Davis let out a whoop, and Gracie kicked her feet fast, like applause. But here was the thing. Hearing Buck hit the water—even on a terrible dive—made me homesick for Maine, even though I only lived there in summer-camp season.
I stood and readjusted my suit. Davis whistled, low, but I brushed him off.
I went up the metal ladder, stopping three-quarters of the way up to look down. I didn’t have the hiccup of panic I’d had climbing to the temple rotunda. The steps were hot under my feet, and the sun bounced around, throwing prisms like buckshot.
At the top, I curled my toes under and tested the spring. A squeak. I turned around, my back to the pool.
“She’s chickening out,” somebody—Claudia, most likely—said.
“You don’t have to go,” Davis yelled up. “It’s higher than it looks.”
I raised my arms, pressed down into the board, and bounced.
I could tell it was a good push-off. I saw a zipper of sky, of clouds. I turned one and a half times and entered the water with a ripple.
When I surfaced, Davis was treading in the deep end. I did a quick bathing-suit check and tugged my top over my top and my bottom over my bottom. Davis wrapped his arms around me. I wrapped back, weightless, breathless. “Damn, Babe Ruth,” he said.
We stayed in the water, foreheads together, limbs tangled, for a very long time.
All us girls changed into our finery in the locker room, spritzing one another with perfume and winging it up with eyeliner. I corralled my hair into an approximation of a bun.
On the perfectly crisscrossed grass, the ga
rden party hadn’t quite started. It flitted through my mind that it was now well after five; I’d overstayed my five-o’clock shadow welcome. Davis took my hand. “C’mon. I want to introduce you to my parents.”
Mrs. and Mr. Jefferson stood across the lawn in a tight circle of adults, looking as though they were anticipating a round of cocktails. Davis tapped his mother on the elbow, and she spun around, putting a smile on her face a second late. “Ruth! How lovely you are. So happy to see you.”
I knew this southernism—saying you were happy to see someone rather than happy to meet them, in case you’d already met them and had forgotten—although, of course, Mrs. Jefferson had never set eyes on me before.
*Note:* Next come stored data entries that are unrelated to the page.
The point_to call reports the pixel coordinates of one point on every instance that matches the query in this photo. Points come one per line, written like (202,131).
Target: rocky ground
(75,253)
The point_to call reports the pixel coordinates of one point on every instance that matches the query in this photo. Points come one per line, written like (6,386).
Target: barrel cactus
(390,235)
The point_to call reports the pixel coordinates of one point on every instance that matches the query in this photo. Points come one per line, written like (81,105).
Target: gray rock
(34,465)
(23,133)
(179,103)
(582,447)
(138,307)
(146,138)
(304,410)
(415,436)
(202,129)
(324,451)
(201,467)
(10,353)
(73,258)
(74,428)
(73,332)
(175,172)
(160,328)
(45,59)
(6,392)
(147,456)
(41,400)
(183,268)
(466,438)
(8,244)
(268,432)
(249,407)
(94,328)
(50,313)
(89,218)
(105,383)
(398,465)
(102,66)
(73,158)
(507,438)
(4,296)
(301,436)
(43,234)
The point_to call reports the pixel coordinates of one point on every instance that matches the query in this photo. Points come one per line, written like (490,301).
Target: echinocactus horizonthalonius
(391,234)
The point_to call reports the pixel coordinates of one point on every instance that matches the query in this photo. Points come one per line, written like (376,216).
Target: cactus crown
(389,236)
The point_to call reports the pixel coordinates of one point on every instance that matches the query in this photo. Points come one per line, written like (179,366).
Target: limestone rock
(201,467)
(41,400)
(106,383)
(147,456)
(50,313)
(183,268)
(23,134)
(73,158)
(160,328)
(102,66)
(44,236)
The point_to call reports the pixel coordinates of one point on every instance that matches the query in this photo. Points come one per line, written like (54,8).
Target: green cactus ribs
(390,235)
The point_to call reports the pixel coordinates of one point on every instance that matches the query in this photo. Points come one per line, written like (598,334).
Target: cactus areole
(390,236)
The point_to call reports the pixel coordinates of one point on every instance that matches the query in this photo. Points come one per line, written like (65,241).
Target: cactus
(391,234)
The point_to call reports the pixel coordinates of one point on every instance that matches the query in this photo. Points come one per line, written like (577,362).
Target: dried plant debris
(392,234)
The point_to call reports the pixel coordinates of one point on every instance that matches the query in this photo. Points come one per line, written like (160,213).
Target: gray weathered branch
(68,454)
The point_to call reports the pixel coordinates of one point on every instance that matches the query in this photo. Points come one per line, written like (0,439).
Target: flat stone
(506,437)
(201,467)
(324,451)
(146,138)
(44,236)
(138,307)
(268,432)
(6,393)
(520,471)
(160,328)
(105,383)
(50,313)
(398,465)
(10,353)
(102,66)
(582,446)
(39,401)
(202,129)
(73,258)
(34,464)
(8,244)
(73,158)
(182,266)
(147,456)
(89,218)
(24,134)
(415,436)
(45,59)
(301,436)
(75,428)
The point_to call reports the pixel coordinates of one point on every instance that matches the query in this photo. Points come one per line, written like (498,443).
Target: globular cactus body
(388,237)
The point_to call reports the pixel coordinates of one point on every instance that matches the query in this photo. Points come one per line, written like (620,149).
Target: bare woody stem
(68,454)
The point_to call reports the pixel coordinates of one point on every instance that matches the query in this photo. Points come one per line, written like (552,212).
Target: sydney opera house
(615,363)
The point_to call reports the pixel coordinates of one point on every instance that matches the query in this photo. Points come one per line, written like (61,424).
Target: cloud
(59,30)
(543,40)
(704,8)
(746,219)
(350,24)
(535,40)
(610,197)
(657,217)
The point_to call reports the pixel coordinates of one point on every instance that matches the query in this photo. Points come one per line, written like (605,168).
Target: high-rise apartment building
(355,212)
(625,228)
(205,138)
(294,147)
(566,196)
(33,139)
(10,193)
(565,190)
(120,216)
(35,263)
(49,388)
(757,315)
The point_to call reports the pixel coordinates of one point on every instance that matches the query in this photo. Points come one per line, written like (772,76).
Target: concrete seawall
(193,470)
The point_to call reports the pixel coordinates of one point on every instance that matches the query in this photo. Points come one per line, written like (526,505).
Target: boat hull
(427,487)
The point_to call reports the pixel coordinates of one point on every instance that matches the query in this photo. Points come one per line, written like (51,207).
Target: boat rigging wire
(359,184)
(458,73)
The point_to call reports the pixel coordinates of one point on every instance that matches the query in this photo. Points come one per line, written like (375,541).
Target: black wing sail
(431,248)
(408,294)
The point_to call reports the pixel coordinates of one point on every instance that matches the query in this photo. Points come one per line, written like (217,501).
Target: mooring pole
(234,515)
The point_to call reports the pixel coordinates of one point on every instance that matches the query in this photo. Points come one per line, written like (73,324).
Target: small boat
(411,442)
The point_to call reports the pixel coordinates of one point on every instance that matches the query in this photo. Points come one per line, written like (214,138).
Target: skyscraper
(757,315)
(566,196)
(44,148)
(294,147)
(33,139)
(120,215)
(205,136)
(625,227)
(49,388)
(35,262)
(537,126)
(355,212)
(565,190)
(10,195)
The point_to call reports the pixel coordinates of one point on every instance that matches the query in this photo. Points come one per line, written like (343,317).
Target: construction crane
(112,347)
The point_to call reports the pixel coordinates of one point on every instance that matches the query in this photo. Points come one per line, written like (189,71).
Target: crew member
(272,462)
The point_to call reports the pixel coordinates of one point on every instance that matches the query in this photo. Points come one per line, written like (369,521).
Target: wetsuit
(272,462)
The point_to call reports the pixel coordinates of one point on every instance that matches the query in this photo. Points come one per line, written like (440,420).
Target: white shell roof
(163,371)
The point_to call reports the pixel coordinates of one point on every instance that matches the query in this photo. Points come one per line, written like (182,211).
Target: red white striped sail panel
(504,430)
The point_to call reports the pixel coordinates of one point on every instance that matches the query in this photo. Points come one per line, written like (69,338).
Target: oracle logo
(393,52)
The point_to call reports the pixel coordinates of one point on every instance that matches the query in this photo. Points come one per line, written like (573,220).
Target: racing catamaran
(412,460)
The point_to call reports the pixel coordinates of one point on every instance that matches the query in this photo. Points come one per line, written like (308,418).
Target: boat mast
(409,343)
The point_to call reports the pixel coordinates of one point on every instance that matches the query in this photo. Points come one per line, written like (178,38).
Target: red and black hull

“Happy to see you too, Mrs. Jefferson,” I said.
She was as skinny-minnie as her brother, Cranford.
“You’re Hank Landry’s grandgirl,” Mr. Jefferson said. He stubbed out a cigarette with a scuffed cleat.
“Yes, sir.”
“I hear he’s a good man, though can’t say I’m a fan of his editorials. Have to read him after I eat breakfast, if you know what I mean.”
I didn’t want to say yes. I didn’t want to agree that Mr. Hank was anything but perfect. “That’s a good one, sir,” I said. It seemed if not exactly polite, at least in the neighborhood of polite.
A waiter glided by with a tray of martinis. Mr. Jefferson took two.
“Have fun,” Mrs. Jefferson said in a not-fun voice, then turned back to her circle.
“They liked you,” Davis said, and I wondered how he could possibly know. “They were high school sweethearts. Could be us.”
Could it be? Could Davis turn into his two-drink father in scuffed cleats? Could he turn into someone who couldn’t stomach Mr. Hank’s editorials?
Mrs. Jefferson was back at Davis’s elbow. “Keep an eye on your brother, dear. He’s a little wound up.”
Davis kicked at the grass with his loafer. “I haven’t seen him.”
“Well, if you do.” When she walked away, I saw her pretty dress had a safety pin standing in for a missing abalone button at the back.